The ongoing saga of a programmer who doesn't live in Boston, nor does he even like Boston, but yet named his weblog/journal “The Boston Diaries.”

Go figure.

Monday, Debtember 10, 2007

This time, it really was broken

[Bad hub!  No token for you!]

Well, that was pleasant.

I got up this morning afternoon, went to check my email only to find myself logged out. Hmm, I thought. I wonder if there was a network issue? I went to another terminal window, and saw that I was logged out of linus, which isn't across the Internet, but just across the desk from the machine I was using. Now that's odd, I thought. What the heck is going on?
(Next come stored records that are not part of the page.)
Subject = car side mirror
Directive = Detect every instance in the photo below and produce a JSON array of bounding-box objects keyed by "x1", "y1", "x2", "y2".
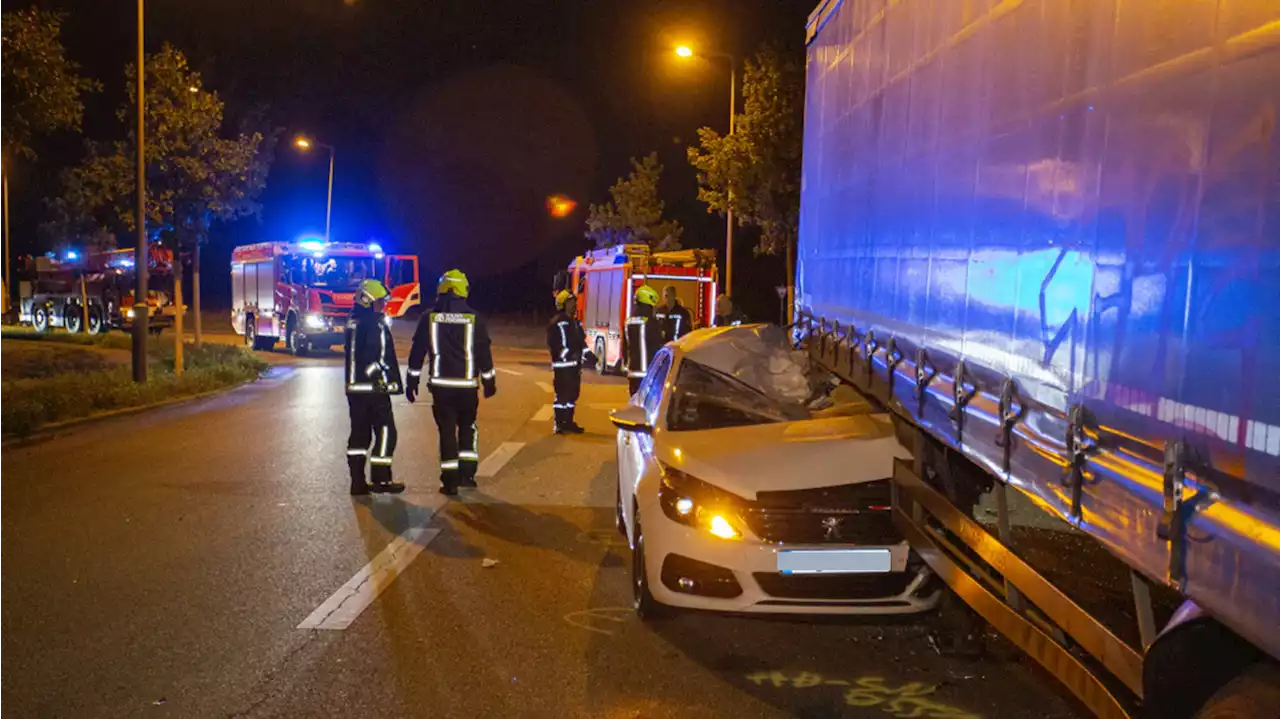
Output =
[{"x1": 610, "y1": 404, "x2": 653, "y2": 434}]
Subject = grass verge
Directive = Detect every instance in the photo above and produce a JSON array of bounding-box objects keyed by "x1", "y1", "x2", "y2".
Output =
[{"x1": 2, "y1": 342, "x2": 267, "y2": 438}]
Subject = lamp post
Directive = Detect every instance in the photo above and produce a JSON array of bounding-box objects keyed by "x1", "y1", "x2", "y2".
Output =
[
  {"x1": 294, "y1": 137, "x2": 335, "y2": 243},
  {"x1": 675, "y1": 45, "x2": 737, "y2": 297},
  {"x1": 132, "y1": 0, "x2": 149, "y2": 383}
]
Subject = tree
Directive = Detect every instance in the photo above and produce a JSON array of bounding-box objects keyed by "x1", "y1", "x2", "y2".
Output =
[
  {"x1": 585, "y1": 152, "x2": 683, "y2": 251},
  {"x1": 51, "y1": 44, "x2": 279, "y2": 344},
  {"x1": 1, "y1": 7, "x2": 99, "y2": 161},
  {"x1": 687, "y1": 46, "x2": 803, "y2": 258}
]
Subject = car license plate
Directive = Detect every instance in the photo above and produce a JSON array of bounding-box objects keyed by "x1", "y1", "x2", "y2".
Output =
[{"x1": 777, "y1": 549, "x2": 891, "y2": 574}]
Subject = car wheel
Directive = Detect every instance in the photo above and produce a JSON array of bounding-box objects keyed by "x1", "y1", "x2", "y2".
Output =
[
  {"x1": 32, "y1": 306, "x2": 50, "y2": 333},
  {"x1": 631, "y1": 504, "x2": 672, "y2": 620},
  {"x1": 595, "y1": 337, "x2": 607, "y2": 374},
  {"x1": 64, "y1": 304, "x2": 83, "y2": 333}
]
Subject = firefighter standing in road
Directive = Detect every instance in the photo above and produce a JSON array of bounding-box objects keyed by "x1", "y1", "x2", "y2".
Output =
[
  {"x1": 656, "y1": 286, "x2": 694, "y2": 343},
  {"x1": 624, "y1": 284, "x2": 664, "y2": 395},
  {"x1": 405, "y1": 270, "x2": 497, "y2": 496},
  {"x1": 547, "y1": 290, "x2": 595, "y2": 434},
  {"x1": 344, "y1": 279, "x2": 405, "y2": 496},
  {"x1": 713, "y1": 293, "x2": 748, "y2": 327}
]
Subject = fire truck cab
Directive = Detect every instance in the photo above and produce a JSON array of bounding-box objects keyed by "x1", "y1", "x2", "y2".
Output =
[
  {"x1": 231, "y1": 240, "x2": 420, "y2": 355},
  {"x1": 555, "y1": 244, "x2": 717, "y2": 374}
]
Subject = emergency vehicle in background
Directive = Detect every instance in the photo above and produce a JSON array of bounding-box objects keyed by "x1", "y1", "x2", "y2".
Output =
[
  {"x1": 555, "y1": 245, "x2": 717, "y2": 374},
  {"x1": 231, "y1": 239, "x2": 420, "y2": 355},
  {"x1": 16, "y1": 246, "x2": 177, "y2": 334}
]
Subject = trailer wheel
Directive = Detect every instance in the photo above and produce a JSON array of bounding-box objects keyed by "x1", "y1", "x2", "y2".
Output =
[
  {"x1": 32, "y1": 306, "x2": 50, "y2": 333},
  {"x1": 1195, "y1": 663, "x2": 1280, "y2": 719},
  {"x1": 64, "y1": 303, "x2": 83, "y2": 333}
]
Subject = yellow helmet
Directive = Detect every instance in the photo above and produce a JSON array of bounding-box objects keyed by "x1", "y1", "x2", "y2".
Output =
[
  {"x1": 437, "y1": 269, "x2": 469, "y2": 298},
  {"x1": 555, "y1": 290, "x2": 574, "y2": 310},
  {"x1": 634, "y1": 284, "x2": 659, "y2": 307},
  {"x1": 357, "y1": 279, "x2": 389, "y2": 307}
]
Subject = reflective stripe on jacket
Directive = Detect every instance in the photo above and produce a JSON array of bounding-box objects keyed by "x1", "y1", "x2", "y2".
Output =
[
  {"x1": 407, "y1": 295, "x2": 495, "y2": 388},
  {"x1": 547, "y1": 311, "x2": 587, "y2": 369},
  {"x1": 344, "y1": 305, "x2": 403, "y2": 394}
]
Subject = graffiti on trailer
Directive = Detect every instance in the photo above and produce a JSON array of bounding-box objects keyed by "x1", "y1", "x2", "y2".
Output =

Hey! Who turned off the hub?

Yes, I use a hub. A 12 port 10base-T with AUI and 10base-2 port hub. I picked them up a few years ago, back when I was actively using older systems that didn't support the newer 10base-T Ethernet standard. I'm still using it because of a motto I live by: “if it ain't broke, don't fix it!”
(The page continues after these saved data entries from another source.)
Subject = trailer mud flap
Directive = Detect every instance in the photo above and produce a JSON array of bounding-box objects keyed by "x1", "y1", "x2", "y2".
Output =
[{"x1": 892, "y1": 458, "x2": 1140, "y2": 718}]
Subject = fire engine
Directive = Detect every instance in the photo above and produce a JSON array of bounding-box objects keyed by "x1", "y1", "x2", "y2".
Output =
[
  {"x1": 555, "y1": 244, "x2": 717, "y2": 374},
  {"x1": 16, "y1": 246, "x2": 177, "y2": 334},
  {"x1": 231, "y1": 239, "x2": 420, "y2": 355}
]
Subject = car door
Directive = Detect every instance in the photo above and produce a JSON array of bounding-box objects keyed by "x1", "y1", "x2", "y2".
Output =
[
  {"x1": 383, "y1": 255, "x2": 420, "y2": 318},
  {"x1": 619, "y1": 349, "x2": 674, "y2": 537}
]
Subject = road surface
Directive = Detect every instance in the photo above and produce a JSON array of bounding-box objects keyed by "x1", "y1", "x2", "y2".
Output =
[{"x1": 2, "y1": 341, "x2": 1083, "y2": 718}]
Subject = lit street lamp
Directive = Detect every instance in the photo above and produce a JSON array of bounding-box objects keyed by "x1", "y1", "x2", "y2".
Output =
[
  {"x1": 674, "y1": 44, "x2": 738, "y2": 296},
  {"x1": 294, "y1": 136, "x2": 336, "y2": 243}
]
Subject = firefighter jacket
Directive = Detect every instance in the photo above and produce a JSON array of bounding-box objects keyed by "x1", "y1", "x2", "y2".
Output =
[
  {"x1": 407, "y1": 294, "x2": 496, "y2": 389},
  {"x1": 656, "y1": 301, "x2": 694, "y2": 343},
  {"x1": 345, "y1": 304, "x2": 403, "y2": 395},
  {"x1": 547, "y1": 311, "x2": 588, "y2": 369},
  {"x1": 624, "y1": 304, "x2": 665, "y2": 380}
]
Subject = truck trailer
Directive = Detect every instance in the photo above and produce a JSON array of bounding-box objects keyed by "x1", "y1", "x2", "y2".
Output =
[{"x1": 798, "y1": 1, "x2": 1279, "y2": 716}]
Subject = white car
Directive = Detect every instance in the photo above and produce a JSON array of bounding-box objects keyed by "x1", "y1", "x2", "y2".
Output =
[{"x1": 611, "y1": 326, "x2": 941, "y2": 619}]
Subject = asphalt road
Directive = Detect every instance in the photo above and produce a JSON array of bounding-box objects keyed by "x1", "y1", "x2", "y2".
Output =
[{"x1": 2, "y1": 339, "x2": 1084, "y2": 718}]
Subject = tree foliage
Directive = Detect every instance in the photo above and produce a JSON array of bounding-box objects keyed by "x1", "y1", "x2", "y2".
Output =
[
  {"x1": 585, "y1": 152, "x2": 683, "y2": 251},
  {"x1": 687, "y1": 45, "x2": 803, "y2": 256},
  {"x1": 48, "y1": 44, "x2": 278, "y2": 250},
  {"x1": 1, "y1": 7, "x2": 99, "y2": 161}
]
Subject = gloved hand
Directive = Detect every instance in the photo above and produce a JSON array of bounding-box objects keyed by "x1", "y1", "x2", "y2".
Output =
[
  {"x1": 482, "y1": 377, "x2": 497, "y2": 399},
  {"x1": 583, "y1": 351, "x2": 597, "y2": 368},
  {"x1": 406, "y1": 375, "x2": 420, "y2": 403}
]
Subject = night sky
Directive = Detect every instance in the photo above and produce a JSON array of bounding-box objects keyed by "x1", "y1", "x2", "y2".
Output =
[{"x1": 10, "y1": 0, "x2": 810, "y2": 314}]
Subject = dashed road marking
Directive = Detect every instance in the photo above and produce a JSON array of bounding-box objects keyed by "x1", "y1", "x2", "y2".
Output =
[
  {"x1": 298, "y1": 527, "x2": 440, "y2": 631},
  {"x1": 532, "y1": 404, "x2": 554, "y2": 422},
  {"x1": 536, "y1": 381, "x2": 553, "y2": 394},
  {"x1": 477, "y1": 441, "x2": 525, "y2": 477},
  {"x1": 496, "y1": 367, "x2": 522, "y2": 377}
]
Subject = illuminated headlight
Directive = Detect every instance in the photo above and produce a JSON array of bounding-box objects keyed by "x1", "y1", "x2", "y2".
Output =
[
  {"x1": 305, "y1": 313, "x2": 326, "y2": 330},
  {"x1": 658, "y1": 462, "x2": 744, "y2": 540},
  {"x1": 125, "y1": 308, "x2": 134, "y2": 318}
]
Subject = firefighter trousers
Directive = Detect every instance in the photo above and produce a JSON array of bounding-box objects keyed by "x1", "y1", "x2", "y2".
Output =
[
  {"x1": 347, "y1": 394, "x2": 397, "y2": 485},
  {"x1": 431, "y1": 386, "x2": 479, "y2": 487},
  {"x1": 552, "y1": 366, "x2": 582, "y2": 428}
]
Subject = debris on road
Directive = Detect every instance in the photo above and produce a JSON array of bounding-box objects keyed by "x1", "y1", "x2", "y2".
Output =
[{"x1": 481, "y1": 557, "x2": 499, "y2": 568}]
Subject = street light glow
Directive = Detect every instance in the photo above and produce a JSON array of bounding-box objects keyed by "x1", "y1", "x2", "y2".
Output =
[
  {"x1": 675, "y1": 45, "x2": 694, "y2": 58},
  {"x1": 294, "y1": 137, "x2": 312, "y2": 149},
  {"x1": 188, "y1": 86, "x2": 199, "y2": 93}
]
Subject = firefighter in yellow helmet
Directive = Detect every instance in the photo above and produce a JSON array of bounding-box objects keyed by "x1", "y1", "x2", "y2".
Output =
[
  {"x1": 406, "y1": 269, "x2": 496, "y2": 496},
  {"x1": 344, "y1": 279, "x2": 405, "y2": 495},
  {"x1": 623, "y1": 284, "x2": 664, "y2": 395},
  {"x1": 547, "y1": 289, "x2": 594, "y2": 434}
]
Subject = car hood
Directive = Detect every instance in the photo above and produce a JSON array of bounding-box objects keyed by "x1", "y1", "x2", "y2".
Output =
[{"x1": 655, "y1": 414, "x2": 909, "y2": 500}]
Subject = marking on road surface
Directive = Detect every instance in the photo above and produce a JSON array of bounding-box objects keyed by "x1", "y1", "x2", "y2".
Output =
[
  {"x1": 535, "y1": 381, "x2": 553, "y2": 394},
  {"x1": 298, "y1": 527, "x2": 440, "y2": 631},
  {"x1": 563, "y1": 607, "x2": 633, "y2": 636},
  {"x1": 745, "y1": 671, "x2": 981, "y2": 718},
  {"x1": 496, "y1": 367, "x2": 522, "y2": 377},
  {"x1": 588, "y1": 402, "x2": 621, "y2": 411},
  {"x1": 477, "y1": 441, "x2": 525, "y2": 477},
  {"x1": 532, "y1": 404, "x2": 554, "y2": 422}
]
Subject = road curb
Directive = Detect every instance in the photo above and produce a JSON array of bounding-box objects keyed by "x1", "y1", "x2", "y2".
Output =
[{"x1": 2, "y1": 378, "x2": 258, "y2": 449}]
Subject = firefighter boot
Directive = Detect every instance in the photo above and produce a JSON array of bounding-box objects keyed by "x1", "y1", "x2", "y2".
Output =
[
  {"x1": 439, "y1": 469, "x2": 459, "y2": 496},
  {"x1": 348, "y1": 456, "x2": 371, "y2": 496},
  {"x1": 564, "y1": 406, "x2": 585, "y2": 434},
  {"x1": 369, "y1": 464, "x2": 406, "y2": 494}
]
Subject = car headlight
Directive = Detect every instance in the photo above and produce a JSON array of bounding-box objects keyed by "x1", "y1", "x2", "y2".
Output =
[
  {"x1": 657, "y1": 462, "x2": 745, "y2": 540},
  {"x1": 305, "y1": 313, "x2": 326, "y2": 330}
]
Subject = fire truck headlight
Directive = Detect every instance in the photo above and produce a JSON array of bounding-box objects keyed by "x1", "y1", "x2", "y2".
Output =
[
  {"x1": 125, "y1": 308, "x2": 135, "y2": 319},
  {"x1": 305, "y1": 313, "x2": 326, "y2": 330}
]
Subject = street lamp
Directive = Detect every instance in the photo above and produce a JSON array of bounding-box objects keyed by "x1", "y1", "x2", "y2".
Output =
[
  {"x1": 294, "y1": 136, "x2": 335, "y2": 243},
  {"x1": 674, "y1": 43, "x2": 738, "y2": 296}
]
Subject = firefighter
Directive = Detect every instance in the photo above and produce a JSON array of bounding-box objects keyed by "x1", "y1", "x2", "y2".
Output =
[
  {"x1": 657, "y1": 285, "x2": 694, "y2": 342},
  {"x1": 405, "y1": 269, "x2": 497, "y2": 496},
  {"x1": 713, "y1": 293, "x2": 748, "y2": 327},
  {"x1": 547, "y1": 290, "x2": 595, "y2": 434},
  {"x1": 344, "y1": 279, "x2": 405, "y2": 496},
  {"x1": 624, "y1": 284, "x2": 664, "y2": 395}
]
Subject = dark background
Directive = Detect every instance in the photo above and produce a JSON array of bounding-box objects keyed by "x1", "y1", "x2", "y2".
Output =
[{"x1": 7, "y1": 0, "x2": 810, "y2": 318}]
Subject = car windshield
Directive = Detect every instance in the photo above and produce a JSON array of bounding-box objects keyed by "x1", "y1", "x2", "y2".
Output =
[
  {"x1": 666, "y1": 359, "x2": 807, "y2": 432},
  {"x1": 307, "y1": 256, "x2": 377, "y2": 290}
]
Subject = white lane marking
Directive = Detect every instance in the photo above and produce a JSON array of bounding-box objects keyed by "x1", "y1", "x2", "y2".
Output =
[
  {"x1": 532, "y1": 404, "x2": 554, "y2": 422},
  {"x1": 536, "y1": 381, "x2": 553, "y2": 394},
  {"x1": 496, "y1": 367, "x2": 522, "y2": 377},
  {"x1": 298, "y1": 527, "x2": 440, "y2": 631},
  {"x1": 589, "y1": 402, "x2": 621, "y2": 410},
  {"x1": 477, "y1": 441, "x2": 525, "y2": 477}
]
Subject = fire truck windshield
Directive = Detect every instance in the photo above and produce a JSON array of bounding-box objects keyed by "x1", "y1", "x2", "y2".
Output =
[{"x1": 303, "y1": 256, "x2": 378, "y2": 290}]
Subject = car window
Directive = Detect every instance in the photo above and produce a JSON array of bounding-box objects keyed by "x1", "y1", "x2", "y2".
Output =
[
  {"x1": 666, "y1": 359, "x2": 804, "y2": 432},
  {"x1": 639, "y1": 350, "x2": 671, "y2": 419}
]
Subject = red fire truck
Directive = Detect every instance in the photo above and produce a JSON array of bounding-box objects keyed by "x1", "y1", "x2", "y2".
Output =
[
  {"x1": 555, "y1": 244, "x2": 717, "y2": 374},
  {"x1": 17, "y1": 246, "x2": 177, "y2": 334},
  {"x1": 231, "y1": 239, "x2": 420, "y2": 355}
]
So I reached behind the hub and flipped the switch.

Nothing.

I tried flipping the switch multiple times.

Each time, nothing happened.

I tried saying “xyzzy.”

Nothing happened.

I tried saying “plugh.”

A hollow voice said “plugh,” but the hub still didn't work.

“Well XXXX,” I said.

One major expedition to clear the desk later, I had the hub pulled out and open. The fuse was still good. Power was getting to the power supply. But power was not getting to the rest of the system. The power supply was shot.

“Well XXXX,” I said.

Getting a replacement wasn't hard. “Smirk,” I said on the phone, “do you have a spare switch or hub lying around?”

“Yes, I have this five port 10/100base-T switch. Will that work?”

“Perfect! I'll be over to pick it up.”

No, that was the easy part.

The hard part was getting rid of the 10base-2 portion of my network (remember: “if it ain't broke, don't fix it.” And until today, it weren't broke). The good part: linus' Ethernet card had a 10base-T port. The bad part: janet's (the firewall system) Ethernet card to my part of the network didn't.

“Well XXXX,” I said.

I scoured various boxes for an AUI-10base-T transceiver. Now, AUI-10base-2 transceivers are rare; you can still dig them up, but they're rare. An AUI-10base-T transceiver? Pretty much extinct. I've only seen two of them in my twenty years in this industry, but hey, you never know—I could have one buried somewhere.

Only I didn't.

“Well XXXX,” I said.

I was going to have to swap out a network card in janet. My old webserver, tower had a usable network card with a 10base-T connector. Pull that out. Shut down all the machines on my part of the network, pull janet out from underneath the pile of computers that sit on it. Swap cards. Then realize I have to recompile the Linux kernel on janet (which is a 486, but in the interests of keeping it out of a landfill, I'm using it for a firewall) to support the new card.

“Well XXXX,” I said.

Half an hour later, I got the new kernel working on janet and my part of the network is back up.

Just in time to hit The Melting Pot to celebrate The Older's birthday.


It's interesting to note that in searching for my hub, I found them for sale for anywhere between $20 and “if you have to ask, you can't afford it” (although several places had them listed for between $170-$220). It also seems worth it to fix the darned thing (actually, I have two such hubs, both have blown power supplies) and sell them.